Apache®, Spark, and the flame logo are either registered trademarks or trademarks of the Apache Software Foundation in the United States and/or other countries. No endorsement by The Apache Software Foundation is implied by the use of these marks.
This article describes an end-to-end modernization plan for mainframe and midrange data sources.
Architecture
Download a Visio file of this architecture.
Dataflow
The following dataflow outlines a process for modernizing a mainframe data tier. It corresponds to the preceding diagram.
Mainframe and midrange systems store data in data sources, like file systems (VSAM, flat file, LTFS), relational databases (Db2 for z/OS, Db2 for IBM i, Db2 for Linux UNIX and Windows), or nonrelational databases (IMS, ADABAS, IDMS).
The object conversion process extracts object definitions from source objects. The definitions are then converted into corresponding objects in the target data store.
- SQL Server Migration Assistant (SSMA) for Db2 migrates schemas and data from IBM Db2 databases to Azure databases.
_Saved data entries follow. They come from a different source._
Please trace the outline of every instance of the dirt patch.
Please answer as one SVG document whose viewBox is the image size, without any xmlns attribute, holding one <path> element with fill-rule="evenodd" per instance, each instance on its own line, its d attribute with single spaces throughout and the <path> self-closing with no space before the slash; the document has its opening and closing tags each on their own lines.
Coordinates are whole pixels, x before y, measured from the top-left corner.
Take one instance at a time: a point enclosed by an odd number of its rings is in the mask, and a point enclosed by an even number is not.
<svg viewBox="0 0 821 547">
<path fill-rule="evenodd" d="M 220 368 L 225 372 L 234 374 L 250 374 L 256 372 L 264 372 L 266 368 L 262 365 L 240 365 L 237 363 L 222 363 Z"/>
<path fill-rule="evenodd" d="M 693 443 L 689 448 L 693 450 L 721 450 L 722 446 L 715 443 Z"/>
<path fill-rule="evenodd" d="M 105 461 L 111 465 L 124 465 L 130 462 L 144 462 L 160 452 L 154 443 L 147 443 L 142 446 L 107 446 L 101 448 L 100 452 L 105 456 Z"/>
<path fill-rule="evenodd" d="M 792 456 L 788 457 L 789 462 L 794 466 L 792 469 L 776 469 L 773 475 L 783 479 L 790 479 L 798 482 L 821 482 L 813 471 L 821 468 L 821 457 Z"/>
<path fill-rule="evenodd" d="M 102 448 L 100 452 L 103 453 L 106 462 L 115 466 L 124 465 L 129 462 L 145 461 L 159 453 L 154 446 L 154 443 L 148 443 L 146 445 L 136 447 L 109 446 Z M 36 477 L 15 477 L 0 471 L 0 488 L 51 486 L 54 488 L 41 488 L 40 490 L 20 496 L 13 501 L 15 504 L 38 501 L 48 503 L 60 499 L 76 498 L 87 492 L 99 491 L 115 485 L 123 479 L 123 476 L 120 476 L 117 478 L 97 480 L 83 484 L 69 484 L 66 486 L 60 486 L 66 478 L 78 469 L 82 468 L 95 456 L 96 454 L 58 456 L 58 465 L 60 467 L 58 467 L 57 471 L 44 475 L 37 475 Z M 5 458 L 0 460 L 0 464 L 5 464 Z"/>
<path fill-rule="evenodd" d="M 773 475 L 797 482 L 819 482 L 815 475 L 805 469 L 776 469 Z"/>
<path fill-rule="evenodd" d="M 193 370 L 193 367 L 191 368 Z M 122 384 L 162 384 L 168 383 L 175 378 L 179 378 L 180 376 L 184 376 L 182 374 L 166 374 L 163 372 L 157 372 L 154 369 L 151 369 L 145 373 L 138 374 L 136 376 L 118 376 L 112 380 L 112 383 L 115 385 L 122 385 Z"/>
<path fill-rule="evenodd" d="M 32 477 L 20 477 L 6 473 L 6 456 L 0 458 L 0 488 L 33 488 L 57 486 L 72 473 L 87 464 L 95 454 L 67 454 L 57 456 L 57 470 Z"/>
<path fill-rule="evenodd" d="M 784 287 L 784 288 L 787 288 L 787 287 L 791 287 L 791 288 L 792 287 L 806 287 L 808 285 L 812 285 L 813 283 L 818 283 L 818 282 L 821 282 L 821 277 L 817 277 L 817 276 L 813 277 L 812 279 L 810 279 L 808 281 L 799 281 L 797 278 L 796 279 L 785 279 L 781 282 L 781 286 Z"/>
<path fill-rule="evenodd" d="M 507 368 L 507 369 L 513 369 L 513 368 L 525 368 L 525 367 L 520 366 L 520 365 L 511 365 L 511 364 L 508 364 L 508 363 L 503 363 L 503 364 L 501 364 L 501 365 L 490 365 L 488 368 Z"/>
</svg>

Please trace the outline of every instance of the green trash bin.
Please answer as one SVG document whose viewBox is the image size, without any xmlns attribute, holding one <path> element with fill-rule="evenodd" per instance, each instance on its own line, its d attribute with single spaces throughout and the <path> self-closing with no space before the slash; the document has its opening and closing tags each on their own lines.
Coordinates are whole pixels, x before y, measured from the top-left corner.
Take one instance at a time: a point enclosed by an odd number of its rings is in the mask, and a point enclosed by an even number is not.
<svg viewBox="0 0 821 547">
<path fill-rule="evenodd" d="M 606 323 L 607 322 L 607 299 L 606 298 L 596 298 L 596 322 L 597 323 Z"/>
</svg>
- Managed Data Provider for Host Files converts objects by:
- Parsing COBOL and RPG record layouts, or copybooks.
- Mapping the copybooks to C# objects that .NET applications use.
- Use a custom tool to convert database objects from Db2 to Azure Database for PostgreSQL. Note that you might have to request access to this tool.
- Third-party tools perform automated object conversion on nonrelational databases, file systems, and other data stores.
Data is ingested and transformed. Mainframe and midrange systems store their file system data in EBCDIC-encoded format in file formats like:
COBOL, PL/I, and assembly language copybooks define the data structure of these files.
a. FTP transfers mainframe and midrange file system datasets with single layouts and unpacked fields in binary format and corresponding copybook to Azure.
b. Data is converted. The Azure Data Factory custom connector is a solution developed by using the Host File client component of Host Integration Server to convert mainframe datasets.
Host Integration Server integrates existing IBM host systems, programs, messages, and data with Azure applications. Host Integration Server is a Host File client component that you can use to develop a custom solution for dataset conversion.
The Azure Data Factory custom connector is based on the open-source Spark framework, and it runs on Azure Synapse Analytics. Like other solutions, it can parse the copybook and convert data. Manage the service for data conversion by using the Azure Logic Apps Parse Host File Contents connector.
c. Relational database data is migrated.
IBM mainframe and midrange systems store data in relational databases like these:
These services migrate the database data:
- Data Factory uses a Db2 connector to extract and integrate data from the databases.
- SQL Server Integration Services handles various data ETL tasks.
d. Nonrelational database data is migrated.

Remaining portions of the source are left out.